Peraltro, del sistema di potere italiano, costruito sugli sprechi, hanno beneficiato in diversa misura molte classi sociali. Anche la classe “media” porta le sue responsabilità, perché in nome della difesa di piccoli privilegi (prestazioni assistenziali fasulle, evasione fiscale) ha tollerato grandi privilegi.

Ricordare la responsabilità delle classi dirigenti, quindi, può servire per rinnovarle con lucidità. Ma il debito è intestato a tutti, e non ha senso far finta che le cose siano diverse.

Bisogna assolutamente intaccare i privilegi della casta politica (e non solo di quella).
Ma ciò avrà soprattutto un valore simbolico, servirà a rendere credibili ed equi i sacrifici, che dovranno però essere generali.


“Accettare le condizioni dei mercati significa rinunciare alla nostra sovranità”

Il dato ineliminabile è che quando si è indebitati e non si riesce a pagare bisogna rassicurare il creditore perché ci rinnovi il prestito; bisogna accettare le sue condizioni, a meno che non si disponga di soluzioni alternative più efficaci.

Non serve abbandonarsi al complottismo, straparlando della “prepotenza delle lobbies finanziarie mondiali (giudaico-massoniche?) che hanno prodotto la crisi”, del “commissariamento dei poteri forti”, ecc., senza indicare vie d’uscita.

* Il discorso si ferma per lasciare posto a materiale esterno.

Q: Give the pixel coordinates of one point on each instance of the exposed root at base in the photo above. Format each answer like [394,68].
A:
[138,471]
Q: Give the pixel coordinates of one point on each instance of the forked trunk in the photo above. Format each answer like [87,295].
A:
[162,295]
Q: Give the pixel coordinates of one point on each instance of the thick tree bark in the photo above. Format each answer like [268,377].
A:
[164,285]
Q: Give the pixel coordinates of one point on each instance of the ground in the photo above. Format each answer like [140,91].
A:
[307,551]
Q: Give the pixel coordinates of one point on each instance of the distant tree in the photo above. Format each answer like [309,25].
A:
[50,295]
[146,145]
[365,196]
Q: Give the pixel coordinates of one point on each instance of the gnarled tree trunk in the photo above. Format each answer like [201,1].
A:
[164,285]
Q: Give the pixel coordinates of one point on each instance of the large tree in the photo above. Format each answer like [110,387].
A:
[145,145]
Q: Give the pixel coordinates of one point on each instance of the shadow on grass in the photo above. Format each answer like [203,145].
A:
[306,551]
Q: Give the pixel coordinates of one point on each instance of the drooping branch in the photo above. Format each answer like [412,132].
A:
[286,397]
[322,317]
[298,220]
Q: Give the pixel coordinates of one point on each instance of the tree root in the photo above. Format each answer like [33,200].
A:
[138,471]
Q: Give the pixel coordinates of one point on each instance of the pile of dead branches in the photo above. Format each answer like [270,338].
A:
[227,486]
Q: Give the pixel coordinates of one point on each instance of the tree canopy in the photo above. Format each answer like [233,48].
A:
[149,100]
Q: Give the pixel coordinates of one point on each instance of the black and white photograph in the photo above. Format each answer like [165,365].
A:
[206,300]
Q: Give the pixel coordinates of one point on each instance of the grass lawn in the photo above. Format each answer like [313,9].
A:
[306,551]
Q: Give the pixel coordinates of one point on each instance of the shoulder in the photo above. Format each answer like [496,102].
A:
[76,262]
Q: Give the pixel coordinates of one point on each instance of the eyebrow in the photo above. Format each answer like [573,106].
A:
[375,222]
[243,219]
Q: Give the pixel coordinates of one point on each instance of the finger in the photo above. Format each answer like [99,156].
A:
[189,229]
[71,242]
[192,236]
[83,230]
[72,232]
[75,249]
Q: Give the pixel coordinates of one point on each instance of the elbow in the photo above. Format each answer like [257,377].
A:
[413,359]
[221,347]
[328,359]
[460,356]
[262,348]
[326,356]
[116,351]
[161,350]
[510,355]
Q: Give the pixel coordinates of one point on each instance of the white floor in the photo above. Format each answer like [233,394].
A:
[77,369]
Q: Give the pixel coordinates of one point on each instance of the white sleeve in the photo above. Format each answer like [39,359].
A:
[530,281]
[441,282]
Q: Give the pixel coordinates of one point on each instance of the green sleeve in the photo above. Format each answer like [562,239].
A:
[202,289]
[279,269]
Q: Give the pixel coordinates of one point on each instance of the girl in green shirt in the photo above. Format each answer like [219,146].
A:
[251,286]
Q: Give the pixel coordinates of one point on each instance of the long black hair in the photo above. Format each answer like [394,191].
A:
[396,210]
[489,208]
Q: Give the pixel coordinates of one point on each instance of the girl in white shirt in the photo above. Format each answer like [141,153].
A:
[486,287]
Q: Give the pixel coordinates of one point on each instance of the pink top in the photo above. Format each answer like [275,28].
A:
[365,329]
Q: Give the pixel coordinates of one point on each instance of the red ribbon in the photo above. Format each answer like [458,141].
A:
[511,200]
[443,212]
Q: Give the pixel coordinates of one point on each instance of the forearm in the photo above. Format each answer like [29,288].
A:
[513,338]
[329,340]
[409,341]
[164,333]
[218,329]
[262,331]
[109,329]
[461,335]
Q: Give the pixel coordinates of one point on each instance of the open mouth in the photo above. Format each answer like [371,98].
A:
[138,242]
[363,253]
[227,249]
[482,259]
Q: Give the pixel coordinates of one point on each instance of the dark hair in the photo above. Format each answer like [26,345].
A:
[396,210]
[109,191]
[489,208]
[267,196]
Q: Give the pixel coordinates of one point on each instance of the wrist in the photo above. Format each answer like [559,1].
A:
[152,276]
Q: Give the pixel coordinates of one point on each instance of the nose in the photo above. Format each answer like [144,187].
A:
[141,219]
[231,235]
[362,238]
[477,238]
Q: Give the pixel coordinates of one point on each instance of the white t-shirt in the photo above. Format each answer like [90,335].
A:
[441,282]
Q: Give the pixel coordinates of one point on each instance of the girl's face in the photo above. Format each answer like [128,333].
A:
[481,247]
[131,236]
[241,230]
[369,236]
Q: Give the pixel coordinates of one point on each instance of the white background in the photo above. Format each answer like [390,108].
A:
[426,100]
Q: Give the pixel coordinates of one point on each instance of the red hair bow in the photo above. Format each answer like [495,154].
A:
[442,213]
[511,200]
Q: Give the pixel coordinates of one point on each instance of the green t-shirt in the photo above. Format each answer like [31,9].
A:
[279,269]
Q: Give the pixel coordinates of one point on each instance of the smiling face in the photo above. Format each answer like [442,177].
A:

Se ci teniamo tanto alla nostra autonomia dobbiamo recuperarla nei fatti – non a parole -, liberandoci della cultura del debito.
Altrimenti ci comportiamo come quei sedicenni che reclamano “indipendenza” con la carta di credito di papà …

Peraltro, le indicazioni che ci forniscono Banca Centrale e Commissione Europea (le quali non sono i nostri creditori, ma istituzioni espressione di quei Paesi che devono condividere il peso del nostro debito) ci sembrano in larga parte assennate.

Senza dimenticare che quando si partecipa a istituzioni internazionali (ONU, NATO, Unione Europea, ecc.), godendone i benefici, bisogna anche rispettare le regole comuni che si concorre a definire.
Del resto, secondo quanto stabilisce la nostra stessa Costituzione (art. 11), “l’Italia (…) consente, in condizioni di parità con gli altri Stati, alle limitazioni di sovranità necessarie ad un ordinamento che assicuri la pace e la giustizia fra le Nazioni”.


L’ora della responsabilità, dunque, impone a tutti sacrifici. L’importante è che siano sacrifici equi (“equo” non vuol dire che devono pagare “gli altri”…); e che siano accompagnati dalle riforme strutturali di cui abbiamo da tempo bisogno, mirate ad accrescere l’efficienza del sistema-Paese e quindi a rilanciare la crescita economica (le riforme che ci chiede la BCE, quelle che abbiamo invocato parlando della crisi della finanza pubblica europea).

L’evoluzione del quadro politico (caduta di Berlusconi, governo Monti) può suscitare la ragionevole speranza che si è intrapresa la strada giusta?

Di questo aspetto ci occupiamo in un altro articolo.
Quel che è certo è che – chiunque sia al governo – la strada la conosciamo. E non consente scorciatoie.